Previously, during the post-earnings call for Q1 FY25, Siddhartha Mohanty, managing director and chief executive officer, LIC, had said the state-owned insurer is looking to acquire a standalone health insurance company in FY25 to enter the health insurance business.

“Rather than set up a vertical for insurance, we felt it would be better to acquire a company, allowing us to start selling health insurance across the country,” Mohanty had said.

Currently, there are six standalone health insurance companies – Star Health & Allied Insurance, Niva Bupa Health Insurance, Care Health Insurance, Aditya Birla Health Insurance, ManipalCigna Health Insurance, and Narayana Health Insurance.

The regulator has also recently granted permission to Galaxy Health Insurance.

Health is the largest segment within general insurance.

As of August 2024, the health insurance premium increased by 11.60 per cent year-on-year to Rs 49,520.64 crore, up from Rs 44,372.26 crore.

Meanwhile, speaking at the Insurance Summit organised by the National Insurance Academy, LIC’s Mohanty highlighted that technologies such as artificial intelligence (AI), Big Data, machine learning, and cloud computing have significantly improved industry processes.

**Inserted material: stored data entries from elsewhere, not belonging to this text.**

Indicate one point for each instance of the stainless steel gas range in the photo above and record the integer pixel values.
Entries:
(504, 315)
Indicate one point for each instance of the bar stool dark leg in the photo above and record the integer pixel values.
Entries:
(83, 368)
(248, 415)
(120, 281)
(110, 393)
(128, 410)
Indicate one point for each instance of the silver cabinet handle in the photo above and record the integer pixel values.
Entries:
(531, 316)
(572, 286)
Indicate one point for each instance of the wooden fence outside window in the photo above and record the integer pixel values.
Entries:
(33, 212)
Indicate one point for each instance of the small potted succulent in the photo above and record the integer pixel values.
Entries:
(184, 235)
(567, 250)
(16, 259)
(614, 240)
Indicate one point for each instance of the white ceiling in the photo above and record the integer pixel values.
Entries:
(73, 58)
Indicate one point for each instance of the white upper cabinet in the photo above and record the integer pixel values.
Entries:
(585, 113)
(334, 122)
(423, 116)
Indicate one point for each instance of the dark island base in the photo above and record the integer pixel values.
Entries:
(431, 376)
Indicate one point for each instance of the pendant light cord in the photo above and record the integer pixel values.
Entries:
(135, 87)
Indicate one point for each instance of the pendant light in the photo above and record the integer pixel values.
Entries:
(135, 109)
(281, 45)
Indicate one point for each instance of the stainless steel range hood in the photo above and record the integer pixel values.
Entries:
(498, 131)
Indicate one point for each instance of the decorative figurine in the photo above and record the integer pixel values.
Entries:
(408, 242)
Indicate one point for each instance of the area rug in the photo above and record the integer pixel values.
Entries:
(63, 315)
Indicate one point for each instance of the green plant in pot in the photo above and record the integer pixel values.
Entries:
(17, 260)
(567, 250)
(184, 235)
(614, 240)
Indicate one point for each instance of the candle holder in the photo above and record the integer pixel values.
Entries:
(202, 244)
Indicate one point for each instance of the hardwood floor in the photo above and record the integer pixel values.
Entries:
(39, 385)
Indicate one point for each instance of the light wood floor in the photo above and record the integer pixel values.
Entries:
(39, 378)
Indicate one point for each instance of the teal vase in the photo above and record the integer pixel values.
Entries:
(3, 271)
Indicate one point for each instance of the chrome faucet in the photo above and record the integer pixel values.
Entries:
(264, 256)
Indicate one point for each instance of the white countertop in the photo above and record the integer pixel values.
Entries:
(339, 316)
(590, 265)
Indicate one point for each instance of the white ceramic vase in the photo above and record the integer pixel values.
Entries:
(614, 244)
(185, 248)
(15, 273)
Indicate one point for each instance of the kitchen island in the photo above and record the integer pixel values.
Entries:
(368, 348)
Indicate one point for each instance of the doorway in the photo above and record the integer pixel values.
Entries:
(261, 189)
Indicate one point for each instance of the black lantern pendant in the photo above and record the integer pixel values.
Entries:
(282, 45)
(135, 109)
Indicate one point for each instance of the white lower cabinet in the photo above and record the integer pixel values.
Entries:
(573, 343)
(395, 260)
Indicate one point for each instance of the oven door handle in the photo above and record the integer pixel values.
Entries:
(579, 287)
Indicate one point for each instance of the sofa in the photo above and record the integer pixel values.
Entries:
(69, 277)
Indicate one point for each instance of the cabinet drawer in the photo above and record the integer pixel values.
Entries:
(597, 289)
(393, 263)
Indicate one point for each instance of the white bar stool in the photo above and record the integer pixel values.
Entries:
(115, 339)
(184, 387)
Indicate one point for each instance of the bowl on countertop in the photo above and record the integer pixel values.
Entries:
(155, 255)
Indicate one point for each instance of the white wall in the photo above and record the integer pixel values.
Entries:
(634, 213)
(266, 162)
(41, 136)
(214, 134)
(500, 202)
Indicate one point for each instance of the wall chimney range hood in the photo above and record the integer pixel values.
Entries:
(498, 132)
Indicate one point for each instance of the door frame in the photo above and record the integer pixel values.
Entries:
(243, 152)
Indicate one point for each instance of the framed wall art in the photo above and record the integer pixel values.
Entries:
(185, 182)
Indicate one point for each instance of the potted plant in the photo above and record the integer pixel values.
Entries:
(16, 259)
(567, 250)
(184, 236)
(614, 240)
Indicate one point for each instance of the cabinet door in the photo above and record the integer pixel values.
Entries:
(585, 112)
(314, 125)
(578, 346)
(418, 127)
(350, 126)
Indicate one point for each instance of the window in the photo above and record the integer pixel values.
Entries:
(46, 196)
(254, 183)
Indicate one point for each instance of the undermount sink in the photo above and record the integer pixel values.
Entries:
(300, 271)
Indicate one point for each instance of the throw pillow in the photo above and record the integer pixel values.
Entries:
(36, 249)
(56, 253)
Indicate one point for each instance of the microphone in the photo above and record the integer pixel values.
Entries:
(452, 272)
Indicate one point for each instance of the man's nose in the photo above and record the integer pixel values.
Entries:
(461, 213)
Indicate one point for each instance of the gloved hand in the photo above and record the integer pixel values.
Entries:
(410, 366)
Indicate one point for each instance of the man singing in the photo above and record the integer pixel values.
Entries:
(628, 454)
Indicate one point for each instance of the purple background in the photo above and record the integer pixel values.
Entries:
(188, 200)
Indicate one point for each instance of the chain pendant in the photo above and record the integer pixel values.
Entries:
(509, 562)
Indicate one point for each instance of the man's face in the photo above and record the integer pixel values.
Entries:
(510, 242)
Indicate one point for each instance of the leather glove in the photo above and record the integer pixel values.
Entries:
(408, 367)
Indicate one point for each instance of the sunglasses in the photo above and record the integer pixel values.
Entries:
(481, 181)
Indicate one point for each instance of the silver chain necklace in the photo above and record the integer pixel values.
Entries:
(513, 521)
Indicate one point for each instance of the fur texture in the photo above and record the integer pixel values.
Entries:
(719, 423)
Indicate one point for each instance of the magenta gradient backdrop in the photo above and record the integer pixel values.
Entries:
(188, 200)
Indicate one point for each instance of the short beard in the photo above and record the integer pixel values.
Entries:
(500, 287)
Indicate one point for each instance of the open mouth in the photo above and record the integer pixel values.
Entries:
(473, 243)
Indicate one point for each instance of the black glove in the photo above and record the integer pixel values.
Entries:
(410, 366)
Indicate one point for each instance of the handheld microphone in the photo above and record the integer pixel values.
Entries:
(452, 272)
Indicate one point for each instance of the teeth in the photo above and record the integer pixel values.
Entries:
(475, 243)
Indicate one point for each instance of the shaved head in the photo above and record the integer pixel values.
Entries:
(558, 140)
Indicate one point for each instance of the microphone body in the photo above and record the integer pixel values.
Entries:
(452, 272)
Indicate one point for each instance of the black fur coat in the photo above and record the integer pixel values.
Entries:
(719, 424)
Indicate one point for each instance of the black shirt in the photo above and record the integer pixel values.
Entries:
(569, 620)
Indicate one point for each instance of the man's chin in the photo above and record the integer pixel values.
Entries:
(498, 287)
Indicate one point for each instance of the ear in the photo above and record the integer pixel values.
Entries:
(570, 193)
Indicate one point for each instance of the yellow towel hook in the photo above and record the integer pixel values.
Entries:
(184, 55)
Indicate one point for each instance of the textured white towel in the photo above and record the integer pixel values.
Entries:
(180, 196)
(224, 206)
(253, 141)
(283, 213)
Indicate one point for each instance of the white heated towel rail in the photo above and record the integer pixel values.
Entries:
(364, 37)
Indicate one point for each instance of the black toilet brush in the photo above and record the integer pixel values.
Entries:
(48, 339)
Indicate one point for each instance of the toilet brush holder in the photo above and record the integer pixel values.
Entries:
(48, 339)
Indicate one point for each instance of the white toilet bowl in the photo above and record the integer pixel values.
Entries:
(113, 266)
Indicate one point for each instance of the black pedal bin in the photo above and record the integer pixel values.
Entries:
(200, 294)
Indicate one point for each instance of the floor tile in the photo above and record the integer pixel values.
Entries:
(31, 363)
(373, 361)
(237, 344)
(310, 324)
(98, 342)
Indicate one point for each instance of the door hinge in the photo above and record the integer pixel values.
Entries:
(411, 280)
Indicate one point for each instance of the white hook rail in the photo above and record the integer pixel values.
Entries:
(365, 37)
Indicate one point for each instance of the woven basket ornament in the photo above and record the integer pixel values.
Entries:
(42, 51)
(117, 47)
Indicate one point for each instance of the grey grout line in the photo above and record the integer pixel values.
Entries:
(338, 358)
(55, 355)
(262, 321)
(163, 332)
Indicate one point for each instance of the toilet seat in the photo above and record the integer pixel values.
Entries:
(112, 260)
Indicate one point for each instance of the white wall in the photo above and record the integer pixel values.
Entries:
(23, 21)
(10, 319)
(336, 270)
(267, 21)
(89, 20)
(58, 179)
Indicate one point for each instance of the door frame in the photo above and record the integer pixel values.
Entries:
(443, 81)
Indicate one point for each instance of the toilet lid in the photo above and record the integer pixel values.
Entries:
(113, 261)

However, he also pointed out several challenges for the industry, including data privacy, workforce adoption of technology, and the cost of technology impacting margins, among others.

“The rate of technological adoption varies across companies and regions.

"Smaller insurers or those in emerging markets may struggle to keep up with technological advancements, creating a divide in competitiveness.

"With increased digitisation comes the growing threat of cyberattacks, phishing, and hacking attempts targeting insurance companies, making the protection of systems from these threats crucial,” Mohanty said.

He added that insurers can address these problems by collaborating with technology providers to create scalable digital solutions for smaller players, ensuring that innovation benefits the entire industry.

Companies also need to adopt proactive cybersecurity measures like real-time threat monitoring, employee training in cyber hygiene, and regular security audits.

Mohanty also noted that digital customer onboarding and dynamic pricing can be greatly enhanced through Insurtech solutions.